Il a en effet fait semblant de pleurer depuis qu’il a été mis là où il est, l’ex-stagiaire de Leavenworth. Et cela lui a plutôt bien réussi. A la mort de Rwigema par exemple. Pour qu’il soit exonéré de toute responsabilité, mais surtout pour qu’on lui laisse la voie libre à une prise en main totale du Front patriotique rwandais. Avec un art de la zizanie dont seul il détient le secret depuis ses quartiers généraux de Basiima House, le « Ponce » a su remarquablement phagocyter un parti initialement conçu pour rassembler. Il en a fait une machine à tuer en plus d’un escabeau lui permettant d’accéder et de se maintenir à un pouvoir devenu aujourd’hui tyrannique. Le pauvre Fpr n’existe plus et, à sa place se dresse cyniquement un fantôme multicéphale (comme le T shirt de B. Rucagu, tiens !) qui applaudit avant même que son chairman n’ouvre la bouche, qui crie lorsque le chef n’a fait que susurrer et qui anathématise lorsque ce dernier a froncé ses sourcils.

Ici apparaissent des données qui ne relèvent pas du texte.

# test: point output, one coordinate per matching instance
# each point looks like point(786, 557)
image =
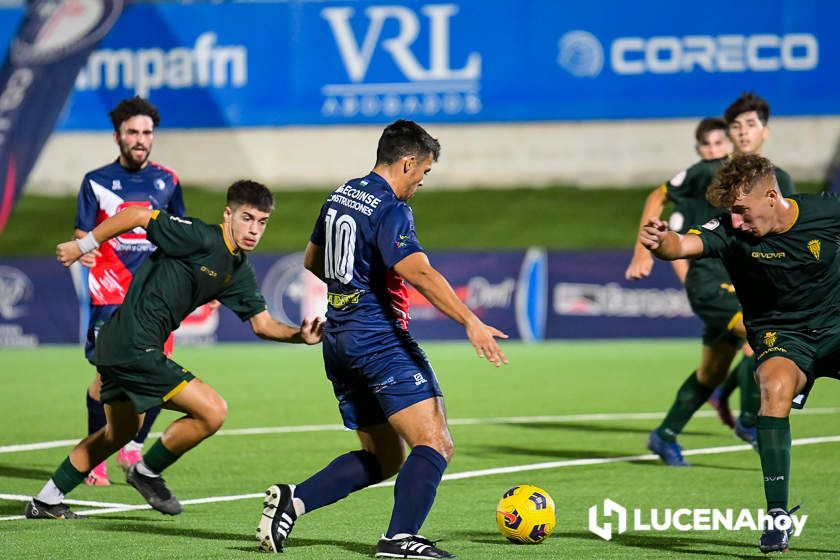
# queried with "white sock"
point(300, 507)
point(50, 494)
point(133, 446)
point(146, 471)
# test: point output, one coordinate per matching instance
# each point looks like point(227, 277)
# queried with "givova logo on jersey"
point(390, 38)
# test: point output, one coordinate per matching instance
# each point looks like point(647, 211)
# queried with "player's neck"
point(128, 167)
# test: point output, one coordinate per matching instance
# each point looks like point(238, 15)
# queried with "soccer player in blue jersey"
point(364, 246)
point(131, 180)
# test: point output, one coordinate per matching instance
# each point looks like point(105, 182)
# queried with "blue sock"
point(415, 490)
point(347, 473)
point(96, 414)
point(151, 416)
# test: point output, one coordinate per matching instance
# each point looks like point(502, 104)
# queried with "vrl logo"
point(439, 86)
point(357, 56)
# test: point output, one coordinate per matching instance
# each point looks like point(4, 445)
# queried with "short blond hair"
point(739, 175)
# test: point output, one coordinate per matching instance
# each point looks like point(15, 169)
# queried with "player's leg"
point(423, 426)
point(122, 422)
point(155, 380)
point(132, 451)
point(779, 380)
point(695, 390)
point(99, 314)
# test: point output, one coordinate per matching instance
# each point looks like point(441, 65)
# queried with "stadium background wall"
point(294, 93)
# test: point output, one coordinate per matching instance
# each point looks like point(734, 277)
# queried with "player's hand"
point(653, 234)
point(312, 330)
point(68, 252)
point(640, 266)
point(483, 338)
point(89, 259)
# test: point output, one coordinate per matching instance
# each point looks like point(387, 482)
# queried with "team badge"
point(814, 247)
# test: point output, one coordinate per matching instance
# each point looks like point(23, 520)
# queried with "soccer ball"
point(525, 515)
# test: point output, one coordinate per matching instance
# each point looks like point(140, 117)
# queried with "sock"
point(731, 382)
point(750, 395)
point(774, 450)
point(151, 416)
point(345, 474)
point(65, 478)
point(50, 494)
point(690, 397)
point(415, 490)
point(96, 414)
point(156, 460)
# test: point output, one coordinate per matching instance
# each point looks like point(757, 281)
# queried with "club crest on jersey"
point(814, 247)
point(711, 225)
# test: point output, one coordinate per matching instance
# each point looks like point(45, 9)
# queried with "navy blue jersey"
point(111, 189)
point(365, 230)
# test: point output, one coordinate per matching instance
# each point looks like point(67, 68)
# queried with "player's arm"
point(680, 269)
point(313, 260)
point(642, 262)
point(417, 270)
point(130, 218)
point(669, 245)
point(266, 327)
point(88, 259)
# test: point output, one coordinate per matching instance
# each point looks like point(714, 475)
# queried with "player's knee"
point(216, 416)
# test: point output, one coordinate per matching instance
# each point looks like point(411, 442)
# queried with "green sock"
point(158, 458)
point(690, 397)
point(774, 450)
point(750, 396)
point(730, 383)
point(66, 477)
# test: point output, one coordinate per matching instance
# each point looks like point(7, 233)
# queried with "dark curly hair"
point(250, 193)
point(132, 107)
point(748, 101)
point(402, 138)
point(739, 175)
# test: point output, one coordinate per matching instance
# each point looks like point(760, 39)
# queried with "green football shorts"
point(148, 382)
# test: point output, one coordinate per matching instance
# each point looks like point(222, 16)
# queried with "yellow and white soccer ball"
point(525, 515)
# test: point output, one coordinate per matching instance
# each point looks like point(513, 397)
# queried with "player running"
point(782, 255)
point(131, 180)
point(708, 287)
point(195, 263)
point(363, 246)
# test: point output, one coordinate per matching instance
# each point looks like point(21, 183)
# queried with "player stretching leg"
point(363, 246)
point(195, 263)
point(782, 255)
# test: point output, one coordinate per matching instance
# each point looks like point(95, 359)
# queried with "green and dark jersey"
point(788, 280)
point(193, 265)
point(687, 190)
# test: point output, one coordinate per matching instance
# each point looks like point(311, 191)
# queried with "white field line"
point(565, 419)
point(453, 476)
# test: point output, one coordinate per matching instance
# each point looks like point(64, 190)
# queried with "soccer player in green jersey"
point(782, 255)
point(708, 286)
point(194, 263)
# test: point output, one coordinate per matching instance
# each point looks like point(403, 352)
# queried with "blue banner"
point(530, 295)
point(51, 45)
point(246, 64)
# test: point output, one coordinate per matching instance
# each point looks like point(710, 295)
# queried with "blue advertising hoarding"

Une corporation des béni oui-oui en quelque sorte, rien à voir avec une organisation qui a fait rêver des milliers de compatriotes et séduit bien de progressistes africains. Le Fpr c’est aujourd’hui un parrain qui gère des milliards pendant que son peuple tire la queue du diable. Non vraiment, cela ne se passe pas en Corée du nord, mais bel et bien au Rwanda. Pardon, au « Singapour » de l’Afrique.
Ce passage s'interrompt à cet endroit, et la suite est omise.